Name: Jason

Who is asking: Student

Level: Secondary

Question:

What do you get when dividing zero by infinity? Our Calculus teacher was pretty sure that the expression was indeterminate from. However, if this is so...Why? Zero divded by any number (except zero) is zero, true. Any number (except infinite) over infinite is zero. So, why isn't Zero divided by infinite zero. A simpler way if I had 4 potatoes and was to split them among 2 friends, each friend would get 2 potatoes. However, if I had 0 potatoes and split them a infinite number of ways, each person would still have 0. Explain please!

Hi Jason,
I like your potato example.

It bothers me somewhat that we talk about infinity as if it were a number that we can treat just as we treat other numbers. We all do it, but when faced with this kind of question it is important to ask where the infinity (and the zero) comes from. I am going to use function notation as it makes it easier to say what I want.

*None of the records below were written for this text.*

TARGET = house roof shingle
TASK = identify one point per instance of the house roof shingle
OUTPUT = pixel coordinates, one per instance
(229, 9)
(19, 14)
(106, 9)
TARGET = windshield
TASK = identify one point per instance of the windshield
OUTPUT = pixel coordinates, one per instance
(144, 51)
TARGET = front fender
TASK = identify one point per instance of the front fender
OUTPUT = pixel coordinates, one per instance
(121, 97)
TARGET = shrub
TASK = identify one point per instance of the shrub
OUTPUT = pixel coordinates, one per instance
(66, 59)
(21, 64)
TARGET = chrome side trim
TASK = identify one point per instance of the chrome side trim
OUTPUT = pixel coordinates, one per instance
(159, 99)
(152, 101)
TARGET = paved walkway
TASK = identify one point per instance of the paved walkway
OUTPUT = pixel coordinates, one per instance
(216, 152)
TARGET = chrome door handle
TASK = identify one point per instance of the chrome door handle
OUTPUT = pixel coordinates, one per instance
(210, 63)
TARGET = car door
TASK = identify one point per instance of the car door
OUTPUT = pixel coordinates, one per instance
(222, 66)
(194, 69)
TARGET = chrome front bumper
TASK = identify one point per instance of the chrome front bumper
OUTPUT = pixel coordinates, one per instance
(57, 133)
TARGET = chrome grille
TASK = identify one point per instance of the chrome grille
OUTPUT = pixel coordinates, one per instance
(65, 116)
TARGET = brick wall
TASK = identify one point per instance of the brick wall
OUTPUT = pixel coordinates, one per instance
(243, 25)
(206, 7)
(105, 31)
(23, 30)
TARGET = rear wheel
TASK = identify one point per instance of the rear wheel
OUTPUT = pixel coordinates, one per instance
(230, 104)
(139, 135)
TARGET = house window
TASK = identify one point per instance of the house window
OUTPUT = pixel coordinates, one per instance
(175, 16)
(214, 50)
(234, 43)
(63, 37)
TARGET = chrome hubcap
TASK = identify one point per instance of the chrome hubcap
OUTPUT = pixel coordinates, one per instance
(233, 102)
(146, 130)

I assume you have a fraction of the form ^{f(x)}/_{g(x)} , and that as x approaches a, f(x) approaches zero and g(x) approaches infinity. The question is then, what is the limit of ^{f(x)}/_{g(x)} as x approaches a? To make my life a little easier I am going to assume that f(x) and g(x) are never negative. That way I don't have to deal with negative signs or absolute values.

If f(x) = 0 for every x then^{f(x)}/_{g(x)} = 0 for every x, and hence the limit is zero. (This is your potato example.) Since g(x) approaches infinity as x approaches a, as x gets close to a, g(x) > 1. Thus as x gets close to a,

0 < ^{f(x)}/_{g(x)} < f(x).
Hence ^{f(x)}/_{g(x)} gets squeezed between 0 and f(x), and f(x) is approaching zero. Thus ^{f(x)}/_{g(x)} must also approach zero as x approaches a.
If this is what you mean by "dividing zero by infinity" then it is not indeterminate, it is zero.

Penny